Under the legislation, no tenant can be evicted before Feb. 1, 2021 as a result of rent owed due to a COVID-19 related hardship accrued between March 4 – Aug. 31, 2020, if the tenant provides a declaration of hardship according to the legislation’s timelines. For a COVID-19 related hardship that accrues between Sept. 1, 2020 – Jan. 31, 2021, tenants must also pay at least 25 percent of the rent due to avoid eviction. Otherwise, their landlord can proceed with an eviction case starting Feb. 1, 2021. Under the bill, however, renters can still be evicted for other lease violations beginning Wednesday.
“This measure is simply a six-month bridge for both tenants and landlords,” said Sen. Bradford.
Tenants are still responsible for paying unpaid amounts to landlords, but those unpaid amounts cannot be the basis for an eviction. Landlords can begin to recover this debt on March 1, 2021, and small claims court jurisdiction is temporarily expanded to allow landlords to recover these amounts. Landlords who do not follow the court evictions process will face increased penalties under the act.

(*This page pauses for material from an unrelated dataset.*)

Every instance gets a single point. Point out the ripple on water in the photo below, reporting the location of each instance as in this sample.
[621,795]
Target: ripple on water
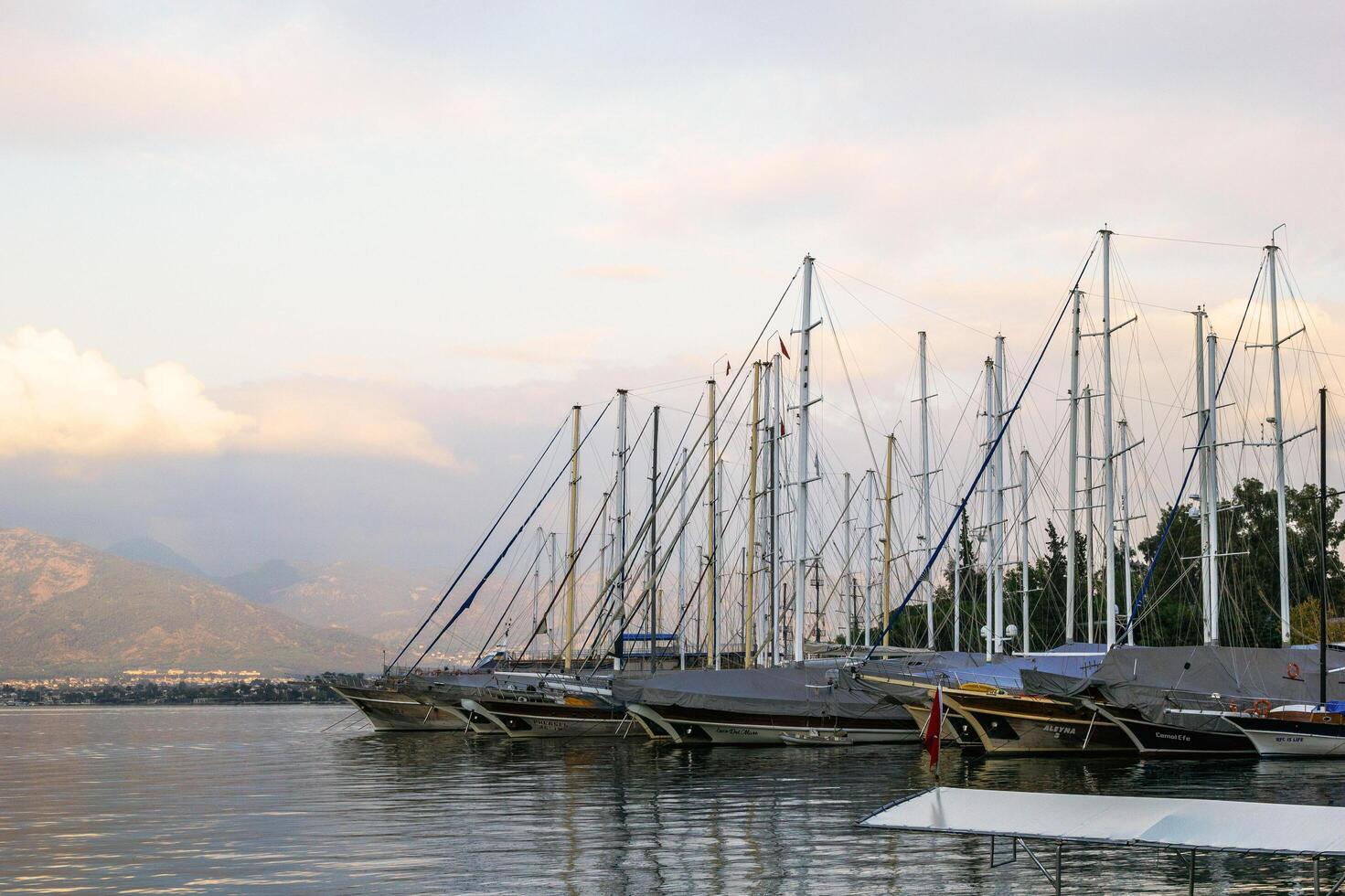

The legislation also extends some anti-foreclosure protections in the Homeowner Bill of Rights to small landlords; provides new accountability and transparency provisions to protect small landlord borrowers who request CARES-compliant forbearance; and provides the borrower who is harmed by a material violation with a cause of action.
“To truly address this crisis, the federal government needs to step up,” said Debra Carlton, California Apartment Association’s executive vice president of state public affairs in a blog post. “COVID-impacted renters need financial assistance, from the feds, so they can pay their rent. Otherwise, renters will be hard-pressed to pay the rent that’s accumulated, and housing providers will go out of business.”
The need for federal intervention was echoed by the governor who said the bill is “just a bridge to a more permanent solution once the federal government finally recognizes its role in stabilizing the housing market. We need a real, federal commitment of significant new funding to assist struggling tenants and homeowners in California and across the nation.”
Additional legal and financial protections for tenants include:
- Extending the notice period for nonpayment of rent from three to 15 days to provide tenant additional time to respond to landlord’s notice to pay rent or quit.
- Requiring landlords to provide hardship declaration forms in a different language if rental agreement was negotiated in a different language.
- Providing tenants a backstop if they have a good reason for failing to return the hardship declaration within 15 days.
- Requiring landlords to provide tenants a notice detailing their rights under the act.
- Limiting public disclosure of eviction cases involving nonpayment of rent between March 4, 2020 – Jan. 31, 2021. Rental debt accrued due to COVID-19 will not show up on credit reports.
- Protecting tenants against being evicted for “just cause” if the landlord is shown to be really evicting the tenant for COVID-19-related nonpayment of rent.
Existing local ordinances can generally remain in place until they expire, and future local action cannot undermine this act’s framework. Nothing in the legislation affects a local jurisdiction’s ability to adopt an ordinance that requires just cause, provided it does not affect rental payments before Jan. 31, 2021.